= Gordon Clayton (footballer, born 1936) =

English footballer

Gordon Clayton (born 3 November 1936 – 29 September 1991) was an English footballer. His regular position was as a goalkeeper. He was born at Wednesbury, Staffordshire (now in the West Midlands).

He made one appearance for the Manchester United first team in the 1956-57 season, having graduated from the youth team at Old Trafford and signing as an apprentice around the same time as Dudley born Duncan Edwards in the early 1950s. He represented the club at the funerals of Edwards and the seven other United players who died as a result of the Munich air disaster in February 1958.

Clayton was sold to Tranmere Rovers for £4,000 in 1959, but played just a few times for the Wirral club before dropping out of league football. He later played for Sankeys of Wellington, Altrincham and Radcliffe Borough before retiring due to arthritis.
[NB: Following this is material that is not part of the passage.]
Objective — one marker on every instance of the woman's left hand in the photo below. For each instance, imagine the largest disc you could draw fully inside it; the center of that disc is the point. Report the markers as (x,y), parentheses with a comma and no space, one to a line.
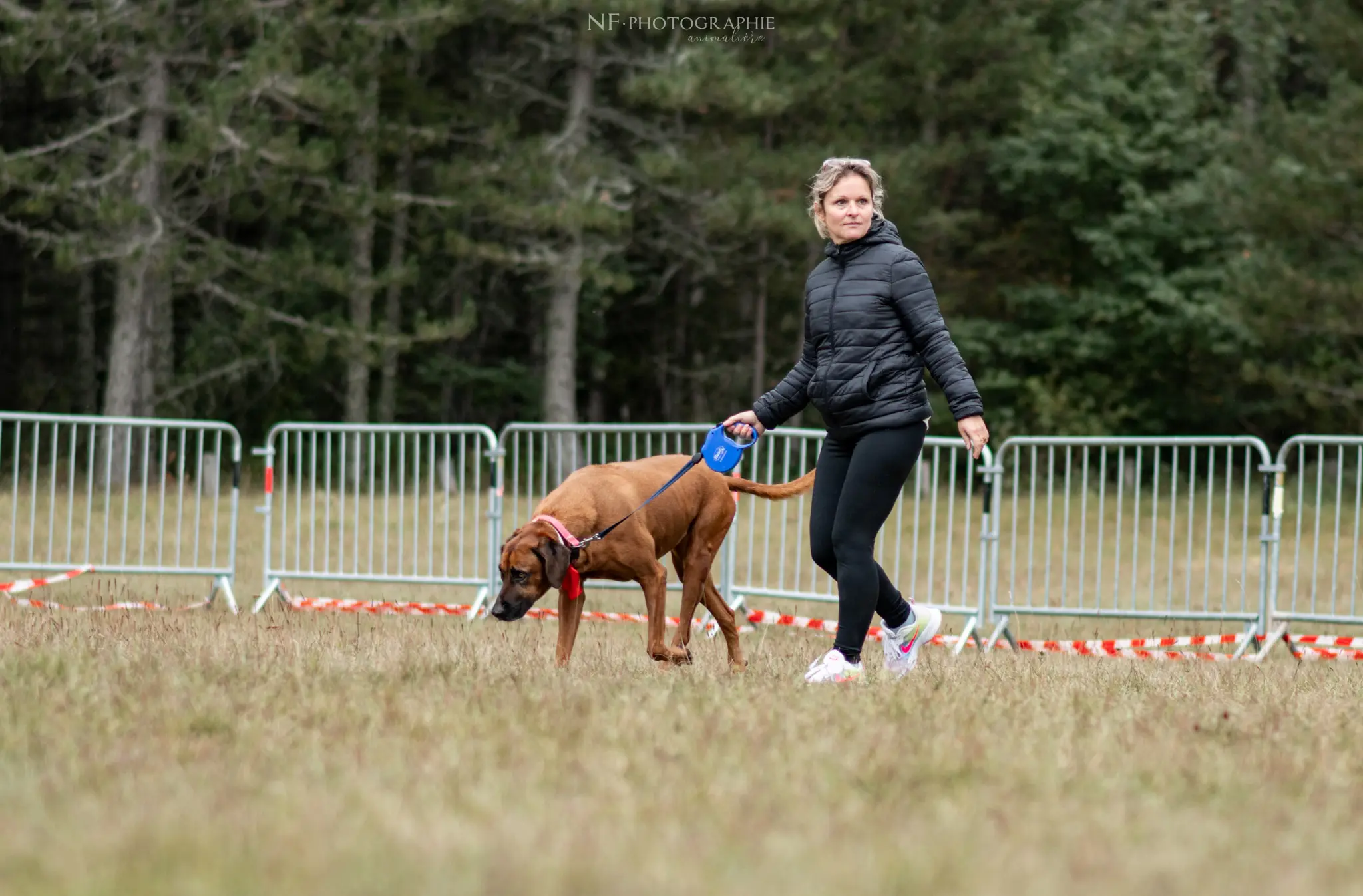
(975,434)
He later returned to Old Trafford as a scout under the management of Wilf McGuinness (who had also played for United at the same time as Clayton) and later worked in a variety of managerial, coaching and scouting for a succession of other clubs.

His last role in football was as assistant manager of Northwich Victoria in the Football Conference. He was appointed to this role in August 1991, but died suddenly from a heart attack only a few weeks later, at the age of 54.